Expenditure cuts to the health systems are common and result in the zero generation of vacancies for new doctors and nurses, shortages of medicines, materials and equipment; however it continues increasing demand service. According to OECD statistics, in Mexico the number of doctors per capita raised in the past years moving from 1.6 per 1000 population in 2002 to 2.2 per 1000 population in 2012, which it is just above Korea (2.1), Chile(1.7) and Turkey(1.7). The 34 members of the OECD average 3.2 (OECD, 2014).

It should be noted that one of the priorities of governments should be to ensure greater coverage of health services, ensuring that the workforce (doctors, nurses) have the necessary skills and resources to carry out their tasks.

The question arises about what managers should do before making a decision. According to Litvak, Long, Arroye and Jarillo (2000) the following question is proposed: How much can be cut in spending of a health system without affecting the quality of service?

In Health systems timely access has been identified as one of the key elements of healthcare quality (Green 2005). What kind of tools can be applied to measure the time a patient spends waiting in a queue to receive attention? How many doctors are needed to guarantee a reasonable waiting time and generate the perception of a good quality in the service? How much a “good” policy cost?

This chapter shows a set of relationships derived from queuing theory which are (among many others) very useful for decision-making and enable an administrator to evaluate different decisions and also their impact on the quality of service provided to patients and so to answer questions as the previous paragraph.
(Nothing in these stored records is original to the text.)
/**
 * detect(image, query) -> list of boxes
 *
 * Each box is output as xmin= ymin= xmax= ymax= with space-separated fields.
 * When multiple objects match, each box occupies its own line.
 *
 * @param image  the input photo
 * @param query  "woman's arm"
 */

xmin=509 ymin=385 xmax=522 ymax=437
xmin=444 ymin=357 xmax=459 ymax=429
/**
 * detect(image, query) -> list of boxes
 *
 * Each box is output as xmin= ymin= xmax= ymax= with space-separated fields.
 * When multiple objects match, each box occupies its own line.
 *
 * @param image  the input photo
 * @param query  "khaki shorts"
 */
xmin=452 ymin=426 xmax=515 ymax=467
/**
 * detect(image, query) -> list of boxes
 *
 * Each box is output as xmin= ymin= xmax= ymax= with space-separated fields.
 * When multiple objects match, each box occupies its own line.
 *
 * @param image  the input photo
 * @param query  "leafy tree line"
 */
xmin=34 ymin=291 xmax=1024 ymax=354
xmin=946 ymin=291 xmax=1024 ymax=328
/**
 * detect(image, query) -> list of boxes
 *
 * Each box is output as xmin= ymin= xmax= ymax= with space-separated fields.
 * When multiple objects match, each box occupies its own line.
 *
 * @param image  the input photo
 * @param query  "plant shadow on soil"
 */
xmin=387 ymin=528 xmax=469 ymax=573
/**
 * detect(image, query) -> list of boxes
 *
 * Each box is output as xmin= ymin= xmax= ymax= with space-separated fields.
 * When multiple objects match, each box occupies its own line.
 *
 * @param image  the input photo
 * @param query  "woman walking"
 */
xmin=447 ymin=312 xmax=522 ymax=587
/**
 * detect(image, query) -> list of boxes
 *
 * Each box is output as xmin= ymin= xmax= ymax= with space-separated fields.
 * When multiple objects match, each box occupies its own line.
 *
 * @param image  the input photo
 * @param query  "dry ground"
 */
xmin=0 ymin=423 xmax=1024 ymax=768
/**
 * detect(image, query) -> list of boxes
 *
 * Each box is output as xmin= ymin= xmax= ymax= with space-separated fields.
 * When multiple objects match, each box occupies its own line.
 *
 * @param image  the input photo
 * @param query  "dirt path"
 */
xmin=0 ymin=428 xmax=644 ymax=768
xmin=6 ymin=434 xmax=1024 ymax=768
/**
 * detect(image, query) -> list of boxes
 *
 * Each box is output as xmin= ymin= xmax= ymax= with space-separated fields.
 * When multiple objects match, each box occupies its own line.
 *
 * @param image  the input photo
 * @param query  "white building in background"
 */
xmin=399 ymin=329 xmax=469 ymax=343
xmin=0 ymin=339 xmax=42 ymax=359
We present an application example of the emergency system of a public hospital in Mexico where it is necessary to calculate the number of doctors required to satisfy the demand of service and ensuring the quality of service, the costs of different alternatives and the robustness to face scenarios of increased demand.

Key Terms in this Chapter

Customer: Entity requiring or requesting service (person, piece, part).

Cycle Time: Time spent by a customer from entering the system until it is removed.

Queueing Theory: It is the study of the phenomenon of waiting to be served, trying to predict the time in the system as well as the average number of customers.

Waiting Cost: The cost incurred by each client to expect formed to be addressed. In the case of hospital systems this cost is infinite.

Triage: A classification system used by doctors of Emergency Units for the selection and classification of patients based on the priorities of care, favoring the possibility of survival, according to the therapeutic needs and available resources.

Patient Flow: Movement of customers in a hospital through each stage of care treatment.

Hospital: A facility where sick customers are cared for to provide diagnosis and treatment.

Healthcare System Management: Set of techniques and tools applied to the effective and efficient management of resources in health systems, hospital systems and in general all those dedicated to the diagnosis, treatment and cure of diseases of persons.

Service Cost: Resource cost per patient treated.

Work in Process: Number of customers waiting to be served.